ECLI:NL:CRVB:2004:AR7817
Centrale Raad van Beroep
- Eerste en enige aanleg
- J.C.F. Talman
- G.L.M.J. Stevens
- K. Zeilemaker
- Rechtspraak.nl
Terugvordering van uitbetaald bedrag wegens opzet of grove nalatigheid bij aanschaf auto door vervolgingsslachtoffer
In deze zaak heeft de Centrale Raad van Beroep op 16 december 2004 uitspraak gedaan in het geschil tussen eiser, een vervolgingsslachtoffer, en de Raadskamer WUV van de Pensioen- en Uitkeringsraad. Eiser had een vergoeding aangevraagd voor de aanschaf van een auto, maar de betaling van € 8.950,-- was ingetrokken omdat hij geen vervolg had gegeven aan de ingediende koopofferte. De verweerster stelde dat eiser opzet of grove nalatigheid had gepleegd, wat leidde tot de terugvordering van het bedrag. Eiser, bijgestaan door zijn advocaat, betwistte de beslissing van verweerster en voerde aan dat zijn psychische klachten, voortkomend uit zijn verleden als vervolgingsslachtoffer, hem belemmerden in zijn functioneren en in het voldoen aan de voorwaarden voor de aanschaf van een auto.

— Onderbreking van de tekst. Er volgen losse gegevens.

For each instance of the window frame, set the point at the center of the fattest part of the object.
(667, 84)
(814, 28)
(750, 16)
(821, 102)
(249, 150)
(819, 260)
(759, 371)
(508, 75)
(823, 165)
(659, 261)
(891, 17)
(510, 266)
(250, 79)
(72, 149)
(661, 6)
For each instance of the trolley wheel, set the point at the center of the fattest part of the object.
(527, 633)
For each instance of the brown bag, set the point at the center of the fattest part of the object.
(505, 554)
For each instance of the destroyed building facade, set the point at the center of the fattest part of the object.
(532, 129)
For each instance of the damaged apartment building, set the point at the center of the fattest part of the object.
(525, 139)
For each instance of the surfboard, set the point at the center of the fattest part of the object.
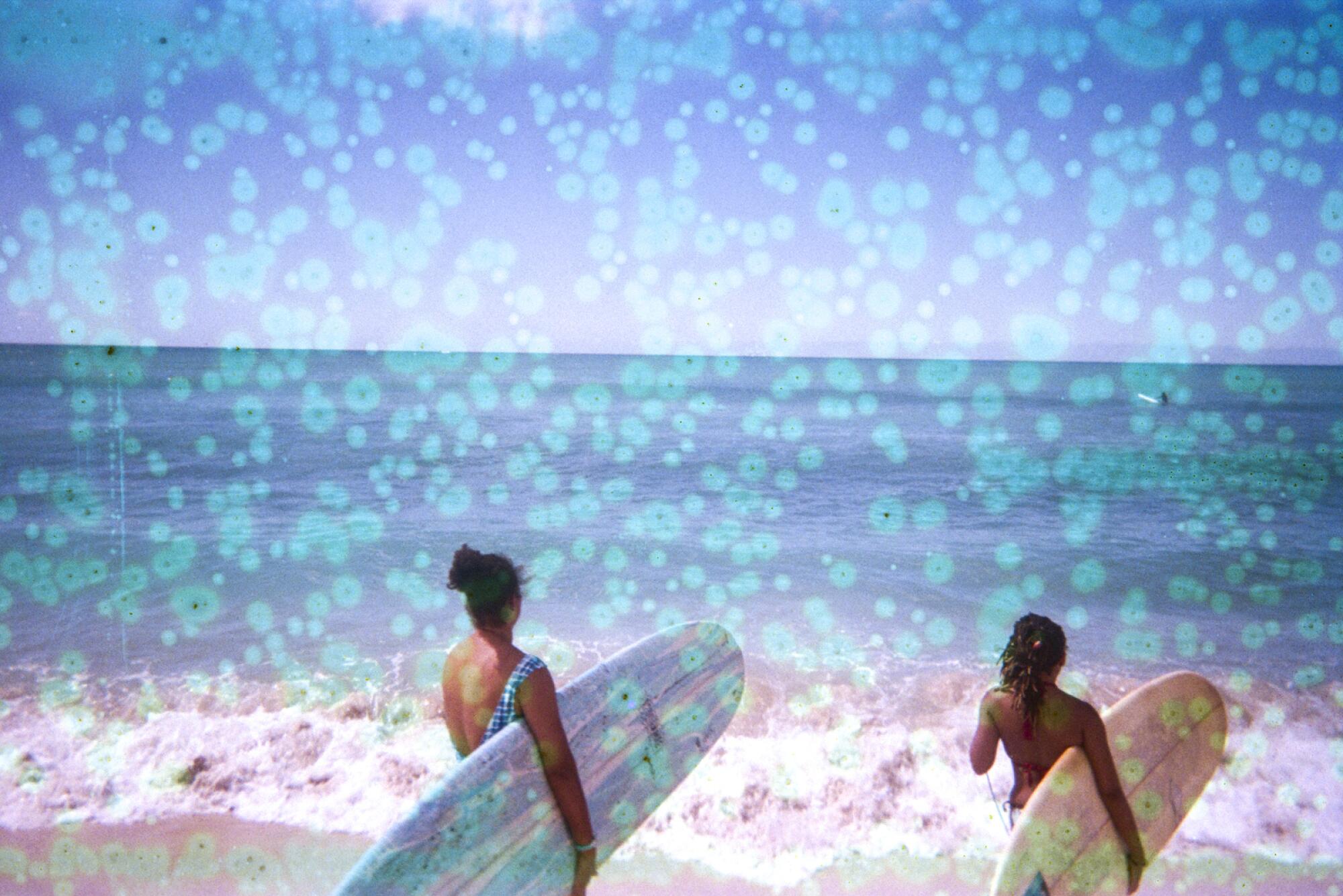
(637, 724)
(1168, 740)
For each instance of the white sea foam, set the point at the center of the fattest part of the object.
(812, 773)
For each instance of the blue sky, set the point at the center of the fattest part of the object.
(1054, 181)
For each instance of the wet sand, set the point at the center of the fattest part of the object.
(216, 855)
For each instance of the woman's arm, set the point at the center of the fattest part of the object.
(1097, 746)
(984, 746)
(537, 699)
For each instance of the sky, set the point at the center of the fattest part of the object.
(1052, 181)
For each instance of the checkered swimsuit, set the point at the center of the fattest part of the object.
(507, 711)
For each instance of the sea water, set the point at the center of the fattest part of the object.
(222, 580)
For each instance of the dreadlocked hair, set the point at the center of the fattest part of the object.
(1036, 647)
(490, 583)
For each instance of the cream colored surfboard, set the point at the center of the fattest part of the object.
(1168, 738)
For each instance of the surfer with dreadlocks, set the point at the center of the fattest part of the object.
(1037, 722)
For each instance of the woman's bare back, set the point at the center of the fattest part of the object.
(475, 675)
(1059, 728)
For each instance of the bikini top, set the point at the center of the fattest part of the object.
(506, 710)
(1033, 772)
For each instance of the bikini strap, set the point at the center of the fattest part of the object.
(507, 711)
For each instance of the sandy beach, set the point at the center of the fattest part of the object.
(207, 855)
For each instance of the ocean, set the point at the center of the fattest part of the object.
(224, 608)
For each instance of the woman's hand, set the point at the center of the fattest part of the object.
(585, 870)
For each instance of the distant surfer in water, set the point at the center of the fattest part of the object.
(490, 683)
(1037, 722)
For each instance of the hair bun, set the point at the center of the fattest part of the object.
(464, 562)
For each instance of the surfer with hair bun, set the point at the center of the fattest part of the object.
(490, 683)
(1037, 722)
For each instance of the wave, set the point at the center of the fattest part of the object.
(817, 769)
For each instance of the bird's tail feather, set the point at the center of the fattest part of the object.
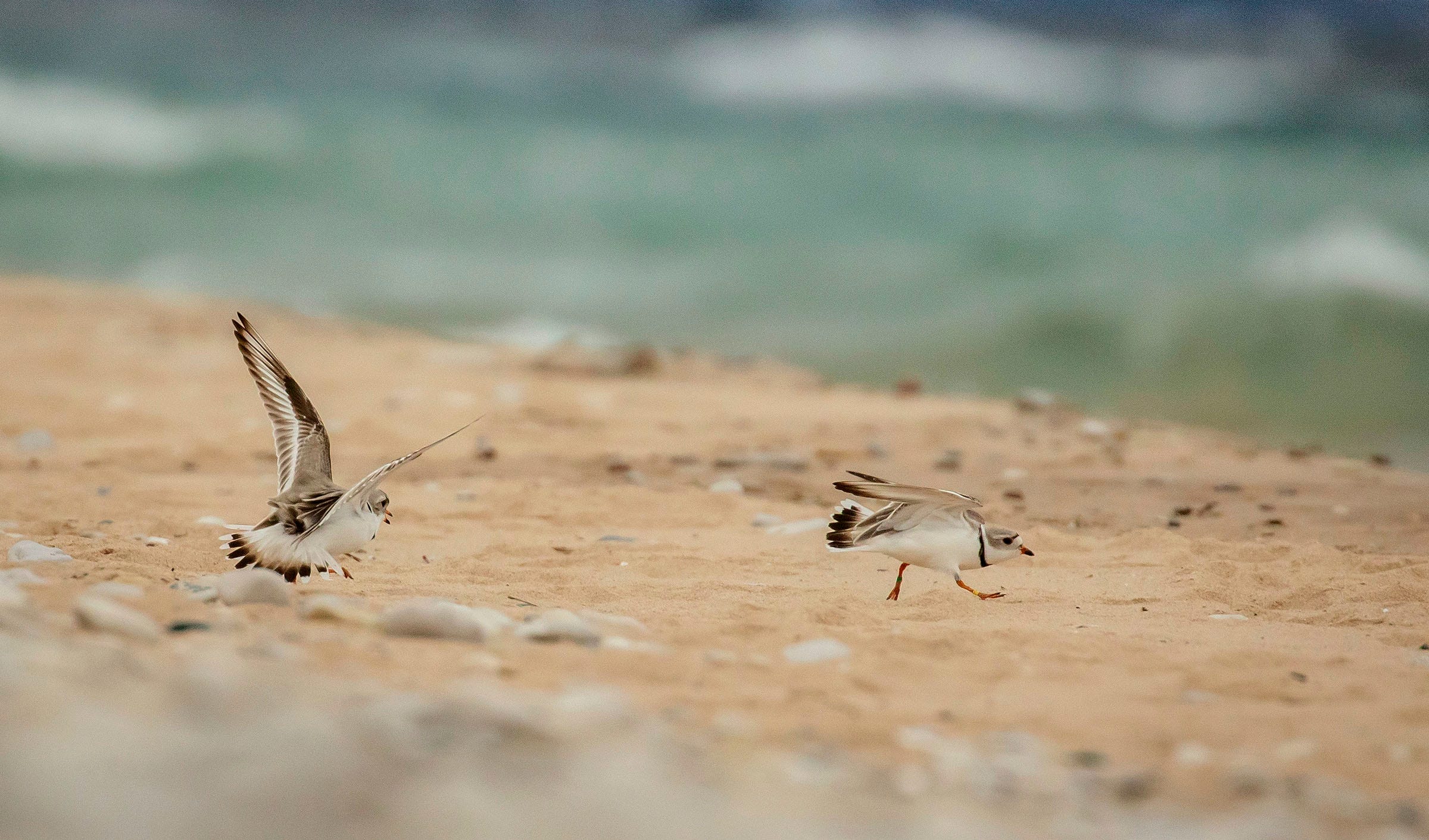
(248, 549)
(847, 519)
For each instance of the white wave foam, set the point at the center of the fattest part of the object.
(988, 66)
(1348, 252)
(59, 123)
(533, 333)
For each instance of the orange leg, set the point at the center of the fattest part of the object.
(898, 583)
(982, 595)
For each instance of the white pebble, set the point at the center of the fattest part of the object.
(559, 626)
(329, 608)
(1295, 751)
(12, 598)
(1192, 755)
(113, 589)
(105, 616)
(35, 441)
(204, 589)
(802, 526)
(32, 552)
(433, 619)
(634, 645)
(252, 586)
(1095, 429)
(19, 577)
(816, 651)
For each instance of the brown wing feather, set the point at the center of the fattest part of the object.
(299, 436)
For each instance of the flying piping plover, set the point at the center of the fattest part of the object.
(921, 526)
(313, 520)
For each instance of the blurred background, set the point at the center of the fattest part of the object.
(1194, 210)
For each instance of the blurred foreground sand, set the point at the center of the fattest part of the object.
(1105, 659)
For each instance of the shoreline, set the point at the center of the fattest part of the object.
(1105, 645)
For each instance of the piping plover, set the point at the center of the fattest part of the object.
(921, 526)
(313, 520)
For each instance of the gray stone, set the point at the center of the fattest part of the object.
(816, 651)
(32, 552)
(254, 586)
(105, 616)
(35, 441)
(559, 626)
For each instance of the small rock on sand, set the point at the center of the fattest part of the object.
(19, 577)
(252, 586)
(12, 598)
(205, 589)
(438, 619)
(113, 589)
(816, 651)
(559, 626)
(329, 608)
(799, 527)
(35, 441)
(105, 616)
(32, 552)
(951, 460)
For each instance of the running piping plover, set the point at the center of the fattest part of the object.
(313, 520)
(921, 526)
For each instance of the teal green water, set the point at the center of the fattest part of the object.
(1266, 282)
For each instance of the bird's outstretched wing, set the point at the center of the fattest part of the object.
(358, 492)
(872, 488)
(304, 452)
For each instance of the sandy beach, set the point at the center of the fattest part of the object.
(1201, 610)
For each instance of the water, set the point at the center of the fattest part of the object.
(985, 210)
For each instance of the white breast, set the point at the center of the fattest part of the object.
(942, 546)
(348, 530)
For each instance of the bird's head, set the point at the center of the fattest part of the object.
(1004, 545)
(377, 503)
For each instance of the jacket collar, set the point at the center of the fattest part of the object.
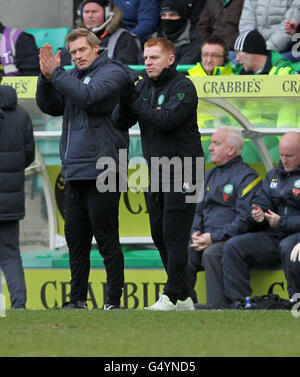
(164, 76)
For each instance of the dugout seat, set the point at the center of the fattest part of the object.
(54, 36)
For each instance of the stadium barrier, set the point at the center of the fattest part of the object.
(264, 107)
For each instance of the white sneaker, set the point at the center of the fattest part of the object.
(163, 303)
(185, 304)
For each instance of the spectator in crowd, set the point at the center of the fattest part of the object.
(214, 59)
(19, 54)
(268, 17)
(86, 97)
(104, 21)
(165, 105)
(17, 152)
(276, 210)
(220, 18)
(222, 214)
(292, 28)
(176, 27)
(254, 58)
(194, 9)
(140, 17)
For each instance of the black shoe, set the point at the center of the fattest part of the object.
(111, 307)
(210, 306)
(77, 305)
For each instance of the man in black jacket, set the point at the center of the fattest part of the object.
(222, 214)
(276, 209)
(165, 105)
(17, 152)
(86, 97)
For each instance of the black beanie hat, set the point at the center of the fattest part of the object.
(176, 6)
(251, 42)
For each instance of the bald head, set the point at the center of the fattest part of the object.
(289, 149)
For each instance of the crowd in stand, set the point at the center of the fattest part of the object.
(216, 37)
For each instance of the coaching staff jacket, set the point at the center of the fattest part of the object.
(280, 193)
(86, 99)
(228, 194)
(16, 153)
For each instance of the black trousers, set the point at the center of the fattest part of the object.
(171, 219)
(90, 213)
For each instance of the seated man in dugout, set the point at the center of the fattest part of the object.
(276, 210)
(222, 214)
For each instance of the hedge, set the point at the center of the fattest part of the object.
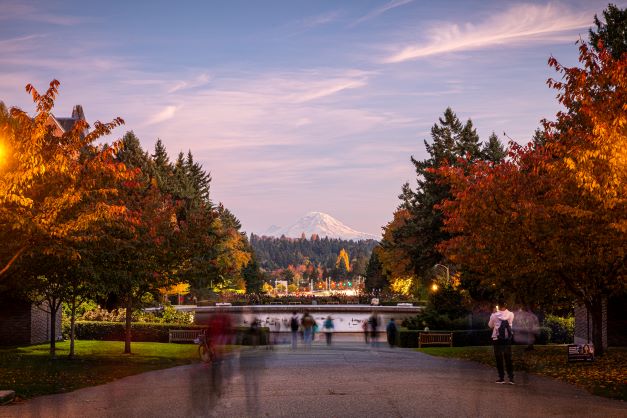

De Raad heeft de zaak behandeld en vastgesteld dat eiser niet de auto had aangeschaft waarvoor de vergoeding was verleend. De Raad oordeelde dat verweerster terecht had geconcludeerd dat er onvoldoende duidelijkheid was over de aanschaf van een andere auto en dat de handelwijze van eiser als grove nalatigheid kon worden aangemerkt. De Raad overwoog dat de psychische klachten van eiser niet voldoende onderbouwd waren om zijn nalatigheid te rechtvaardigen. De Raad verklaarde het beroep ongegrond en bevestigde de beslissing van verweerster om het uitbetaalde bedrag terug te vorderen. Tevens werd er geen aanleiding gezien voor een proceskostenvergoeding.
De uitspraak benadrukt de verantwoordelijkheden van uitkeringsgerechtigden en de noodzaak om aan de voorwaarden van de wet te voldoen, zelfs in het licht van persoonlijke omstandigheden zoals psychische klachten. Eiser kan zich opnieuw wenden tot verweerster met een deugdelijke offerte voor de aanschaf van een andere auto.